Ingestion Service: Stateless workers that receive view heartbeats and perform initial batching.

Kafka (Messaging Layer): Durable log for decoupling event production from processing.

Flink (Data Processing Layer): Statefully aggregates counts over a 24-hour sliding window.

Redis (Cache Layer): Stores the final Top 10 list for low-latency retrieval.

Simplicity Audit: This design avoids complex relational joins or heavy database writes. It uses a unidirectional data flow which is easy to scale and monitor.

Architecture Decision Rationale:

Why this architecture?: Stream processing is the industry standard for "Top K" problems at scale. It handles the "Big Data" aspect of views while maintaining low latency.

Functional Satisfaction: Direct mapping from events to a sorted leaderboard.

Non-functional Satisfaction: Kafka provides durability; Flink provides scalability; Redis provides the required read latency.

High Level Architecture

Sub-system Deep Dive

Edge (Optional)

Content Delivery & Traffic Routing:

Global Load Balancing: Use Latency-based DNS to route traffic to the nearest Ingestion cluster.

CDN: The API Service response for /top-10 is cached at the Edge with a TTL of 60 seconds to drastically reduce origin load.

Security:

Rate Limiting: Applied at the API Gateway to prevent bot-driven view inflation.

Service

Topology & Scaling:

Ingestion Service: Stateless, horizontally scaled on K8s based on CPU/Network usage.

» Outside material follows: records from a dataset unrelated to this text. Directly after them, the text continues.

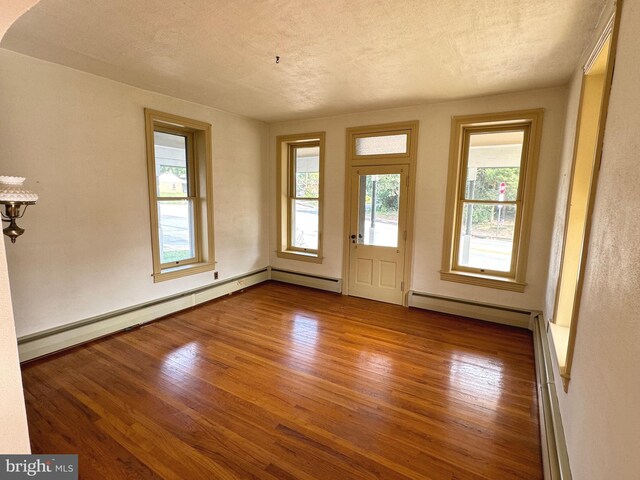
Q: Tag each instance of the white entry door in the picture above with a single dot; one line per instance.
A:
(377, 234)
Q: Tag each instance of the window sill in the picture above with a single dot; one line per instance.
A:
(488, 281)
(305, 257)
(183, 271)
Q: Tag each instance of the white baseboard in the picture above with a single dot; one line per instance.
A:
(482, 311)
(60, 338)
(555, 456)
(306, 280)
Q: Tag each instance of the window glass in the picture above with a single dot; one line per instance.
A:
(176, 232)
(304, 223)
(493, 166)
(171, 165)
(486, 236)
(379, 209)
(382, 145)
(307, 172)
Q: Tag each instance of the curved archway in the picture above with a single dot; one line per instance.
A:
(11, 11)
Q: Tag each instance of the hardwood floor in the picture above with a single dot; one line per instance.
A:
(283, 382)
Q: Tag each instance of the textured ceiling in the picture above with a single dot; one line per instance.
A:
(336, 56)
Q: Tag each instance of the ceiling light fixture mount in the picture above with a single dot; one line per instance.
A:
(13, 197)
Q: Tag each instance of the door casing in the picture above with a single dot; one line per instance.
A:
(407, 159)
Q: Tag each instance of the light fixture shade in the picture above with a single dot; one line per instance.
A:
(11, 191)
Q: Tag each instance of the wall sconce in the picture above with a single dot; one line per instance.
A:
(13, 196)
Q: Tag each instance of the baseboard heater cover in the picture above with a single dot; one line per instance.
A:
(306, 280)
(555, 456)
(482, 311)
(49, 341)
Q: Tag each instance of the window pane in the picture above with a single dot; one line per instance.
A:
(493, 166)
(381, 145)
(379, 210)
(307, 172)
(177, 238)
(171, 164)
(486, 236)
(304, 224)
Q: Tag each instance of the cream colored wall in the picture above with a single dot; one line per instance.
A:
(600, 410)
(79, 139)
(432, 165)
(12, 10)
(14, 436)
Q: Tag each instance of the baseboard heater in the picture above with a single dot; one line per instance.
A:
(59, 338)
(516, 317)
(555, 457)
(307, 280)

Local Aggregation: To mitigate Kafka pressure, workers buffer views in a local ConcurrentHashMap and flush to Kafka every 1 second or 1000 events.

API Schema Design:

Endpoint: GET /v1/trending

Response: {"videos": [{"id": "abc", "rank": 1}, ...]}

Protocol: REST over HTTP/2.

Resilience:

Retries: Client-side retries with exponential backoff for ingestion.

Storage

Technical Selection: Redis (Sorted Set / ZSET).

Access Pattern:

Flink writes the top 1,000 videos to the Redis ZSET every minute.

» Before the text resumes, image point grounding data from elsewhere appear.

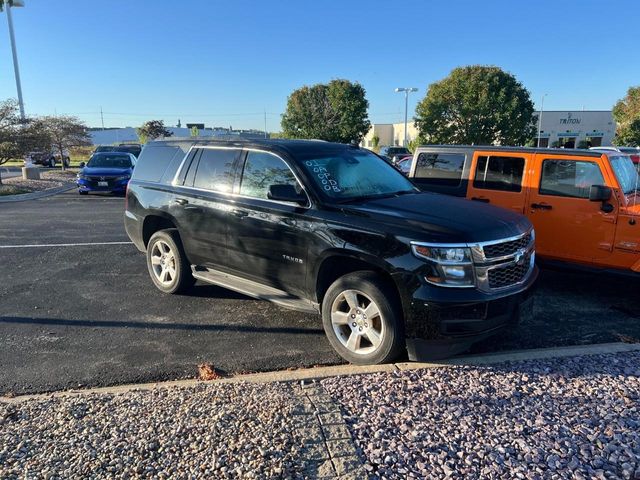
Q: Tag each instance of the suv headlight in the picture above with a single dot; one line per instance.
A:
(452, 266)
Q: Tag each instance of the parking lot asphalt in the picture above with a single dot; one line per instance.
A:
(86, 313)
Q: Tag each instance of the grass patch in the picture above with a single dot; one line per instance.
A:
(12, 190)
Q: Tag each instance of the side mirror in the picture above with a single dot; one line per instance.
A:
(286, 193)
(599, 193)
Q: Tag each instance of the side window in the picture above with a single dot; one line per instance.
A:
(188, 171)
(262, 169)
(215, 169)
(440, 168)
(499, 173)
(566, 178)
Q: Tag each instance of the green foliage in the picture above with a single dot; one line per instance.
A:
(627, 114)
(65, 132)
(151, 130)
(19, 137)
(336, 112)
(481, 105)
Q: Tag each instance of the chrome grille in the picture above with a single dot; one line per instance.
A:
(510, 274)
(503, 249)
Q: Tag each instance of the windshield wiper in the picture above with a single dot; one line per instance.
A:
(377, 196)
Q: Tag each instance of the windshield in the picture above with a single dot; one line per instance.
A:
(110, 161)
(626, 173)
(356, 174)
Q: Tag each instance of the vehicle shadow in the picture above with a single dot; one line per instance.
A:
(52, 322)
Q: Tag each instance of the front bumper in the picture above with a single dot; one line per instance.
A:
(441, 322)
(119, 186)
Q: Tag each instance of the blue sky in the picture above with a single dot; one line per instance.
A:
(226, 62)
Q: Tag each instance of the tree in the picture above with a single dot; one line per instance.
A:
(375, 141)
(151, 130)
(65, 132)
(336, 112)
(479, 105)
(627, 114)
(19, 137)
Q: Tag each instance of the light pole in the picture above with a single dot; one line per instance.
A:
(407, 91)
(540, 119)
(9, 4)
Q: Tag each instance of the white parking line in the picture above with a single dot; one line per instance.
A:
(65, 244)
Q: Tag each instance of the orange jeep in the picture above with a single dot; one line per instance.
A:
(584, 205)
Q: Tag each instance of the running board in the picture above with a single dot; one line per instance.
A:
(254, 289)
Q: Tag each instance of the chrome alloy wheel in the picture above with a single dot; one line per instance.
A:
(357, 322)
(163, 262)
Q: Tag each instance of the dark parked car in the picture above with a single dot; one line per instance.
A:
(390, 152)
(331, 229)
(133, 148)
(106, 172)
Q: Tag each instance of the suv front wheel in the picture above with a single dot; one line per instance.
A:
(362, 319)
(167, 263)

API Service calls ZREVRANGE trending_videos 0 9 to get the Top 10.

Distribution Logic:

Since the dataset is tiny (Top 1000 videos), we use a Redis Master-Replica setup for high availability. No sharding is required.

Cache

Purpose: To serve the final "Top 10" list at high QPS.

Key-Value Schema:

Key: trending_global

Structure: ZSET (Member: VideoID, Score: ViewCount).

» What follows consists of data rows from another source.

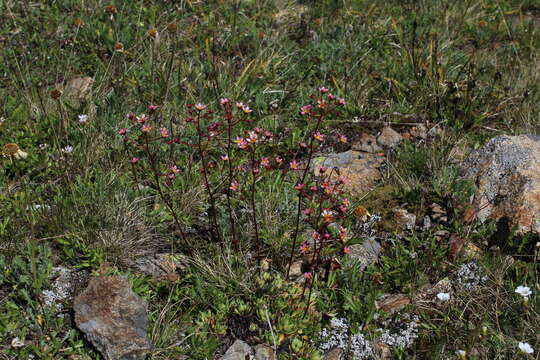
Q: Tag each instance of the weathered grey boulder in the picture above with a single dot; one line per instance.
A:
(113, 318)
(366, 253)
(239, 350)
(389, 137)
(361, 169)
(507, 175)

TTL: No TTL, explicitly overwritten by Flink.

Failure Handling: If Redis is empty, the API Service can fall back to the last known good result stored in a persistent backup (e.g., S3 or a secondary DB).

Messaging

Purpose: Decouples the ingestion of billions of events from the compute-heavy aggregation.

Throughput & Partitioning:

Partition key: VideoID. This ensures all views for a specific video go to the same Flink task for easier local aggregation.

Technical Selection: Kafka. High throughput and data retention for 24 hours allow for replay in case of Flink failure.

Data Processing

Processing Model: Sliding Window. (e.g., 24-hour window that slides every 1 minute).

Processing DAG:

Source: Kafka.

Map: Deserialize and filter invalid events.

Window Aggregate: Sum views per VideoID.

Global Rank: A final operator collects the Top K from all partitions and outputs to Redis.

Technical Selection: Apache Flink. Best-in-class for stateful stream processing and windowing.

Optimization: Use Two-stage Aggregation (Aggregate locally by partition first, then merge) to avoid the "Global Top K" becoming a bottleneck.

Wrap Up

Advanced Topics

Trade-offs: We trade Consistency for Availability. A view might take 2 minutes to reflect in the Top 10 list, but the system will never crash under high load.

Reliability: If Flink fails, Kafka's 24-hour retention allows us to reprocess events. Flink Checkpoints ensure we don't start from zero.

Bottleneck Analysis:

Hot Video Partition: If one video gets 90% of views, a single Kafka partition/Flink task will be overwhelmed.

Mitigation: Use "Salting" for the partition key or pre-aggregate in the Ingestion Service to reduce the volume of a single key.

Security: View-count auditing is needed to prevent "view farming." This can be a separate offline Spark job that detects patterns and issues "correction" events to the stream.